Um Elogio a Mary Quant
Eliana Silva

Ela inventou a mini-saia. Esta não é uma personagem inventada. Ela é Mary Quant. E isto é um elogio à sua ousadia.
Estamos no final dos anos 50. Vive-se numa época de prosperidade financeira caracterizado por um clima de euforia consumista gerada nos anos do pós-guerra. Esta exaltação influenciou uma geração de jovens, filhos do chamado “baby boom” norte-americano. A década que começava prometia grandes transformações nos modos de estar. O primeiro sinal foi mesmo o êxtase provocado pelo Rock and Roll e o sucesso frenético de Elvis Presley, o seu maior símbolo.
Os anos 60 ficaram marcados como a década em que tudo aconteceu. As manifestações, as rebeldias, as igualdades e desigualdades, o meio-ambiente, o amor, a droga e o sentimento genuíno. Ideias fantasticamente geniais brotavam em diferentes áreas, no teatro, na pintura, fotografia, sempre interligadas a um optimismo generalizado. Estava em marcha uma complexa mudança nos domínios sexualidade, com o surgimento da pílula anticoncepcional, que alterava radicalmente a relação entre homens e mulheres.

Ela era estudante e achava a moda terrivelmente feia.

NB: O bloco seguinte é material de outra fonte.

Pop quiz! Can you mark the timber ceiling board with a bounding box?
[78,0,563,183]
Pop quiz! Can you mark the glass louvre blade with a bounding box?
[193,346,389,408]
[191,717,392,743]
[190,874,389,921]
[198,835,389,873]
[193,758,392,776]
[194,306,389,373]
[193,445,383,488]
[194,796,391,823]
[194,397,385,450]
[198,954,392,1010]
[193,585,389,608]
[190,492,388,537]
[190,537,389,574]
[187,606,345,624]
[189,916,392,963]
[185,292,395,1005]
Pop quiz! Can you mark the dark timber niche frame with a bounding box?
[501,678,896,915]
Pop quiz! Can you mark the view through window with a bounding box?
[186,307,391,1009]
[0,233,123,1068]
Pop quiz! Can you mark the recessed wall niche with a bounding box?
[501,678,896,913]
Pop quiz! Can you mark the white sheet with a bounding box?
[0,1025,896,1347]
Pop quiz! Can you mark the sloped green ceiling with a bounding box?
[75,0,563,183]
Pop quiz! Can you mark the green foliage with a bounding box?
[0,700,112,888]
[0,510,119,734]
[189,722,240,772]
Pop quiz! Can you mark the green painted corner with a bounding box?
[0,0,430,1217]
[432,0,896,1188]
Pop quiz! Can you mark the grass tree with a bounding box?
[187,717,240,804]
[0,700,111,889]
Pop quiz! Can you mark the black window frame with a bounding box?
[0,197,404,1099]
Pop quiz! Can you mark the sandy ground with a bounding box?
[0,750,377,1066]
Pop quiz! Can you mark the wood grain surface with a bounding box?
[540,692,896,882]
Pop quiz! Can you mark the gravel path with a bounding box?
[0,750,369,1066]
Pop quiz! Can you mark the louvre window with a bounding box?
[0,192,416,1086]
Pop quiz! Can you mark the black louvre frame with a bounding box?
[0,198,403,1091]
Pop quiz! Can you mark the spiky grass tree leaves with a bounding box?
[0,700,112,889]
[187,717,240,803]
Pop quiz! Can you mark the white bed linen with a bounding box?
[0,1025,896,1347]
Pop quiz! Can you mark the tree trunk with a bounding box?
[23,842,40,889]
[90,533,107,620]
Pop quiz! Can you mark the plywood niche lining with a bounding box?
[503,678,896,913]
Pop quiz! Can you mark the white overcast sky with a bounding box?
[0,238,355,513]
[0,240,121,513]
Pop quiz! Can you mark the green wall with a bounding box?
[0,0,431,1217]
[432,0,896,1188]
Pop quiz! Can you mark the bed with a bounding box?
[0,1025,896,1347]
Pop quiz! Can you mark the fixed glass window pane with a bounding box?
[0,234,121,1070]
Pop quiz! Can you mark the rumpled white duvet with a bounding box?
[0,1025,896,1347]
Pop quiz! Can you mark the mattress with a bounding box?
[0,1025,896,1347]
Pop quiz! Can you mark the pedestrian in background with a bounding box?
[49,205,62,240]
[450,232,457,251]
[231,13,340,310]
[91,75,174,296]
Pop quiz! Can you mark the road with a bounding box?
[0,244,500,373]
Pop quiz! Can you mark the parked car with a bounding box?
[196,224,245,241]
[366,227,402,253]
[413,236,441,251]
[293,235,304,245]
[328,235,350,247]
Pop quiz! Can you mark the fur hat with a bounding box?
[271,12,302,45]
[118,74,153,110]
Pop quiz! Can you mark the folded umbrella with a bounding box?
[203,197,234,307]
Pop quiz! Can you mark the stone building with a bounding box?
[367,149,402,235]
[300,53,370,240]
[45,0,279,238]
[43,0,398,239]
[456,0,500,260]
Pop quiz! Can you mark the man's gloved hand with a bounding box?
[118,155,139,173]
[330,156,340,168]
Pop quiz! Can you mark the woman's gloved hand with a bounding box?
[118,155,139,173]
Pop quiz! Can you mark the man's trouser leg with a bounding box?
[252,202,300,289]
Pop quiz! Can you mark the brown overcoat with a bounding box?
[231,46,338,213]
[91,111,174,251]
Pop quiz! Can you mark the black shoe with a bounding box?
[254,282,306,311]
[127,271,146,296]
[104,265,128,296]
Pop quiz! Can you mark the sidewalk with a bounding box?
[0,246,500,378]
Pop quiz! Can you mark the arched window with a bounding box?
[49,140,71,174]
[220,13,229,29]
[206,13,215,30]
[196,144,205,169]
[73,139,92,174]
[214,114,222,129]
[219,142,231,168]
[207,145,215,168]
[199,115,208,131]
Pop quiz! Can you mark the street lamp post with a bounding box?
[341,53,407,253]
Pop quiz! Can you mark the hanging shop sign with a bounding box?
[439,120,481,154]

No início, Mary Quant vendia roupas, mas, aos poucos, decidiu vender as peças que criava. Dom, sensibilidade especial, instinto. Independentemente do apelido dado à sua atitude, a verdade é que, Quant cedo descobriu que o mundo vivia uma época de contestação dos valores estabelecidos. Os jovens, que começavam a envolver-se no movimento hippie, queriam roupas diferentes, provocantes, abusadas. Era o fim da moda única. A moda era não seguir a moda, o que representava claramente um sinal de liberdade, o grande desejo da juventude da época.
A inglesa Mary Quant foi a responsável pelo lançamento, em 1960, do diminuto pedaço de pano que mudou o guarda-roupa feminino. As saias de 30cm de comprimento eram usadas com camisetas justas e botas altas. Sempre conhecida por ter uma postura irreverente face à Moda, Quant tornou-se num símbolo do “London look” e conquistou o sucesso como estilista e empresária com apenas 30 anos.

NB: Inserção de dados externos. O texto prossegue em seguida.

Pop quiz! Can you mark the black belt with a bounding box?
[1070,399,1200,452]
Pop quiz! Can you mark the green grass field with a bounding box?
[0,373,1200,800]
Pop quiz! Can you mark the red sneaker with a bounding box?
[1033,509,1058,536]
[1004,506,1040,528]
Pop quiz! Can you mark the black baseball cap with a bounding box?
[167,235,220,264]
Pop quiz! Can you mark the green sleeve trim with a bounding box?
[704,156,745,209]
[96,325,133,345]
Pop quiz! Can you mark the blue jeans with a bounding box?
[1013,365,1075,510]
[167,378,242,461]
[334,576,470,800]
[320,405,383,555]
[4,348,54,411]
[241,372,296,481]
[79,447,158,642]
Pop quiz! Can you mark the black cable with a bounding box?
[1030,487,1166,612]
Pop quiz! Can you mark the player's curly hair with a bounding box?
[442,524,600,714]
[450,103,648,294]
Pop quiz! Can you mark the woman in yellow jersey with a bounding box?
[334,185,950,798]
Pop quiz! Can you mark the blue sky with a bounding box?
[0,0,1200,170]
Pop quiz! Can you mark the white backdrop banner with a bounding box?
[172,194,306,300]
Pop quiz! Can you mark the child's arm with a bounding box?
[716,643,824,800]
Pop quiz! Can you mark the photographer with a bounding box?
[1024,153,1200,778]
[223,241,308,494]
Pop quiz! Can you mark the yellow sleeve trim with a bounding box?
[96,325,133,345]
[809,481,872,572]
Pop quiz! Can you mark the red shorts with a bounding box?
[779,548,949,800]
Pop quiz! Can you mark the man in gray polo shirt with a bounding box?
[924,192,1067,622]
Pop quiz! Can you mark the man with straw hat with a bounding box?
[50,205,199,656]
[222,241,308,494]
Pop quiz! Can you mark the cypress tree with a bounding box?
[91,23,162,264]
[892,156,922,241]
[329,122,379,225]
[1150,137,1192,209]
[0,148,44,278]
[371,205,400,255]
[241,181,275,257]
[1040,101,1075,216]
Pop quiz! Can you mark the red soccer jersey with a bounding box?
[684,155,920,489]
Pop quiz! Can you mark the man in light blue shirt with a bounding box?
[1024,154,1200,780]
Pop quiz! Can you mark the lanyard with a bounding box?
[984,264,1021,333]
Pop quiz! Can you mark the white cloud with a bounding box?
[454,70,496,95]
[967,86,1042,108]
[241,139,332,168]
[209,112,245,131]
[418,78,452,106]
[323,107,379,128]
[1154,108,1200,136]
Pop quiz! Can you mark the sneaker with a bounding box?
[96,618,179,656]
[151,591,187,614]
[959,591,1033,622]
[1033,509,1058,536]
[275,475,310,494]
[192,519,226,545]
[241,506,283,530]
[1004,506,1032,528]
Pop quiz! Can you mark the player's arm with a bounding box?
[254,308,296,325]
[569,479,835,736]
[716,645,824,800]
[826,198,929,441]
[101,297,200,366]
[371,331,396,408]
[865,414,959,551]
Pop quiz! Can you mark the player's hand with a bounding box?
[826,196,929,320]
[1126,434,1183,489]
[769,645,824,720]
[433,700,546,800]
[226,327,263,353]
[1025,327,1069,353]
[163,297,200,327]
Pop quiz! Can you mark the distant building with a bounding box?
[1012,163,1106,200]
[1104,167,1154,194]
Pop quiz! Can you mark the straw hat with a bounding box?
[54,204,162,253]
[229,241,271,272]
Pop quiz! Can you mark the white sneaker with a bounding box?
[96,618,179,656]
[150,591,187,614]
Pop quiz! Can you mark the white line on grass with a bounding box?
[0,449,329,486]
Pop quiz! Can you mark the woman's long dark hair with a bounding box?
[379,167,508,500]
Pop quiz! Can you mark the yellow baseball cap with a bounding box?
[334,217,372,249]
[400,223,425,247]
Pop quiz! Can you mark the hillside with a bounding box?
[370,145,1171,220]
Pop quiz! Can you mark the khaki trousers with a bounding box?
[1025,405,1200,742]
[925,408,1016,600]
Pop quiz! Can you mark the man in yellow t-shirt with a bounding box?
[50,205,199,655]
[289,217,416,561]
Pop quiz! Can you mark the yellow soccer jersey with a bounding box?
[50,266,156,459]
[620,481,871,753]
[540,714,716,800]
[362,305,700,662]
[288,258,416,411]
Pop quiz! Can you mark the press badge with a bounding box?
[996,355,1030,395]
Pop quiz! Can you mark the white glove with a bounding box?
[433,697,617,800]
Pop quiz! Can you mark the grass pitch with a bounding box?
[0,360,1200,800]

Ao fim e ao cabo, Mary Quant acabou por democratizar a utilização da mini-saia entre nobres e plebeias. O que fez com que se destacasse na época foi a capacidade de lançar uma moda que reflectia o humor de seu tempo.
Era uma mulher com um verdadeiro espírito liberal, criando um estilo novo, alegre e descontraído. Nas vitrinas das suas lojas encontrava-se de tudo e a estilista chegou a criar uma colecção a que chamou de Wet, feita de PVC, e foi a primeira a lançar tops de croché, outra epidemia que correu o mundo; para além disso, colocou em evidência roupas de malha canelada coladas ao corpo e cintos largos a segurar o peito.
Acabou com as assimetrias etárias e rompeu a barreira entre as roupas formais e informais. Adulterou por completo as estruturas conceptuais até então aceites em Moda e fez com que qualquer mulher andasse com uma saia até meio da coxa.

Não é um artigo arbitrário. É a chegada do calor tardio a uma terra de praia.